In the long run, as scarcity subsides, so will political differences regarding economic issues. The primary root of most political ideologies has always been economic interests, most ideological claptrap that goes along with it has fundamentally been a justification for economic interests. In the end politics in the traditional sense will simply fade away. While I am not sure technocracy will look anything like the movement of the 1930s intended it to be, we are truly at a major step in human civilization's political and economic development, one we have not seen since the Enlightenment birthed the concept of political ideology altogether. In the end this new world will have its birth pains, but I believe sooner or later we will arrive, oddly enough, at the world Marx envisioned (in the great long run). What Marx was wrong about was that class conflict would bring it about, instead a natural evolution would occur. Of course Marx could not envision the concept of technology which can replicate itself, and if he had who knows if his conclusions would have been different.

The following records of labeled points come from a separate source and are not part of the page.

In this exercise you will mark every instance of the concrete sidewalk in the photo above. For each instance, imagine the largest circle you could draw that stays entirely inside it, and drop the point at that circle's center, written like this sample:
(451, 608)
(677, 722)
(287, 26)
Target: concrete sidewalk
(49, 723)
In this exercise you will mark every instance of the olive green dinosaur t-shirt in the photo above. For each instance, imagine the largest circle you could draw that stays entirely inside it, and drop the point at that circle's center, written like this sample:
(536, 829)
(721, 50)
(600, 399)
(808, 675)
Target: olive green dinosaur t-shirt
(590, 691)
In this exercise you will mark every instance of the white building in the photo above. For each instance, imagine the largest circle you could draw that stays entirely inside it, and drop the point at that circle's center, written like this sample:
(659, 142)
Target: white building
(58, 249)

I know 3D printing is new, but I see it as one of several technologies that will change society more radically than the Internet ever did.
I do believe we will evolve naturally into a more technocratic system. The age of plenty that was long predicted is at the doorstep in some sense. 3D printers are only going to get bigger and better, and lower the cost of production radically. If 3D printers can simply print other 3D printers, there is no need for human labor. I do believe that meaningful human labor is essentially over. Most jobs in the future will mainly be non-productive, such as entertainment or art, or otherwise people will have no job. In a sense it is scary and hopeful at the same time, but we must fundamentally shift the economic paradigm from the 40 hour work week.
I believe there will be a natural redistribution of wealth through the cheapening of the means of production to such a level that anybody can reasonably control them. Many people on the left criticize falling wages and people on both sides criticize high unemployment, but perhaps the answer is not to worry about these things and instead to worry about making the necessities of life so radically cheap that people do not need as much money to afford them. If we can have 3D printers eventually print houses, and print the 3D printers that print the houses, there may be no need to worry about high rents ever again.
I believe that this natural evolution is not without its pitfalls. I believe that the powers that be will try to engage in a last ditch attempt to retain their power via the cloak of intellectual property. I view this as the single greatest threat slowing down technological progress, ultimately they will lose, but they will try to use it to stop the movement toward greater replication of resources, since taking the means of production out of their hands lessens their control over the resource of labor.
In the long run, as scarcity subsides, so will political differences regarding economic issues. The primary root of most political ideologies has always been economic interests, most ideological claptrap that goes along with it has fundamentally been a justification for economic interests. In the end politics in the traditional sense will simply fade away. While I am not sure technocracy will look anything like the movement of the 1930s intended it to be, we are truly at a major step in human civilization's political and economic development, one we have not seen since the Enlightenment birthed the concept of political ideology altogether. In the end this new world will have its birth pains, but I believe sooner or later we will arrive, oddly enough, at the world Marx envisioned (in the great long run). What Marx was wrong about was that class conflict would bring it about, instead a natural evolution would occur. Of course Marx could not envision the concept of technology which can replicate itself, and if he had who knows if his conclusions would have been different.
I know 3D printing is new, but I see it as one of several technologies that will change society more radically than the Internet ever did.